Diderot rend compte des tableaux exposés: il s'agit à
la fois de décrire les scènes ou les situations, de faire
saisir la technique du peintre et d'exprimer l'émotion
ressentie. En même temps qu'il invente un langage pour
parler des ciels brouillés de Vernet, ou de la poétique
des ruines d'Hubert Robert, pour pénétrer dans le
pathétique des scènes intimes de Greuze, ou faire sentir
l'évolution de la peinture de son temps - de
l'atmosphère des fêtes galantes de la Régence
jusqu'à David -, Diderot réfléchit sur les
rapports entre poésie et peinture; par l'écriture, il
lui arrive de reconstruire les tableaux pour leur donner plus
d'énergie. Préfiguration du romantisme, ses
conceptions de l'art, selon lesquelles il doit correspondre
à son temps, accordent un rôle particulier à la
sensibilité et au génie, auquel conviennent les
époques troublées: «La poésie veut quelque
chose d'énorme, de barbare, de sauvage.»
La sensibilité universelle
Pour Diderot, «vivre, c'est
sentir», et la sensibilité, qui unifie le physique et le
moral, joue un rôle essentiel dans son matérialisme: la
moindre fibre vivante réagit aux impressions extérieures,
par le mouvement ou le sentiment, mais à des degrés
différents; elle peut se présenter sous une forme
latente, engourdie - c'est la «sensibilité
sourde ou inerte» -, ou sous une forme active, le
passage de l'une à l'autre se faisant par nuances
imperceptibles. «La pensée est le résultat de la
sensibilité, qui est une propriété universelle de la
matière», écrit-il dans une lettre à Duclos
en 1765. Ces idées, exposées notamment dans le
Rêve de D'Alembert et dans les Principes philosophiques
sur la matière et le mouvement, ne débouchent pourtant
pas sur un matérialisme réducteur: Diderot est conscient
qu'un être vivant, a fortiori un homme, ne se ramène
pas à une somme de molécules vivantes et sensibles.
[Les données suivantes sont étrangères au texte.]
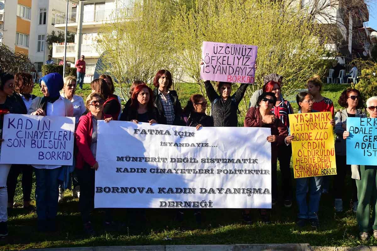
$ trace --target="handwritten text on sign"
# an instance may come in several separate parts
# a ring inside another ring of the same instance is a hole
[[[0,163],[71,165],[75,118],[8,114]]]
[[[99,121],[95,206],[271,208],[271,134]]]
[[[377,119],[347,118],[347,164],[377,165]]]
[[[203,42],[202,79],[253,83],[257,47],[253,45]]]
[[[294,178],[336,174],[331,113],[289,114]]]

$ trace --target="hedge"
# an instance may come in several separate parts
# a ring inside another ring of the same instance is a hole
[[[66,76],[76,76],[76,68],[71,67],[66,67]],[[45,76],[53,72],[57,72],[61,76],[63,75],[63,65],[58,65],[56,64],[45,64],[42,66],[42,75]]]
Il
cherche à concevoir le passage de la partie au tout, à
trouver un modèle exprimant ce point de vue global,
synthétique, qui définit un organisme: c'est ce
qu'il exprime par la comparaison de l'essaim
d'abeilles, où chaque être vivant, de même que
chaque organe ou chaque molécule, contribue, soit par
contiguïté, soit par continuité, à la vie de
l'ensemble.
Le romancier et l'épistolier
L'originalité de Diderot
romancier éclate moins dans la Religieuse que dans Jacques le
fataliste, qui instaure une écriture romanesque moderne,
où les niveaux de récit se chevauchent, où les
instances d'énonciation se multiplient - les
personnages devenant narrateurs - et où les digressions
par rapport au thème central, sans cesse annoncé et sans
cesse différé (le récit des amours de Jacques),
constituent l'essentiel du roman. Interrompant la trame
narrative pour prendre à partie le lecteur, Diderot
établit un rapport subtil entre la liberté de
l'écriture et le thème du fatalisme, que Jacques
exprime en affirmant que tout est écrit là-haut
«dans le grand rouleau».
On ne connaît aucune lettre de celle
que Diderot a immortalisée comme «ma Sophie», dans
une correspondance entretenue jusqu'à la mort des deux
amants, à quelques mois d'intervalle, en 1784. Les
Lettres à Sophie Volland signent l'étrange pouvoir de
l'absence, la présence de cette voix silencieuse,
confidente des pensées du philosophe. Leurs accents
passionnés laissent une trace qui est peut-être cette
forme de survie des molécules après la mort
souhaitée par Diderot, la poésie d'une mémoire
de la matière.
Diderot et le despotisme éclairé
Malgré son voyage en Russie et la
générosité que l'impératrice
Catherine II
manifeste à son égard (achat de sa bibliothèque
avant sa mort, pension), Diderot a été moins que
d'autres victime des illusions du despotisme éclairé,
dont la critique se confirme dans des textes comme le
Supplément au «Voyage de Bougainville», où sont
analysés les rapports entre nature et vie sociale; dans le
Plan d'une université pour le gouvernement de Russie,
qu'il envoie à Catherine II en 1775, il expose
une conception démocratique de l'instruction. Sa
collaboration à l'Histoire des deux Indes, de l
'abbé
Raynal, marque également des prises de position très
critiques à l'égard de l'esclavage et des rouages
économiques que l'Europe met en place dans ses relations
avec les autres pays du monde.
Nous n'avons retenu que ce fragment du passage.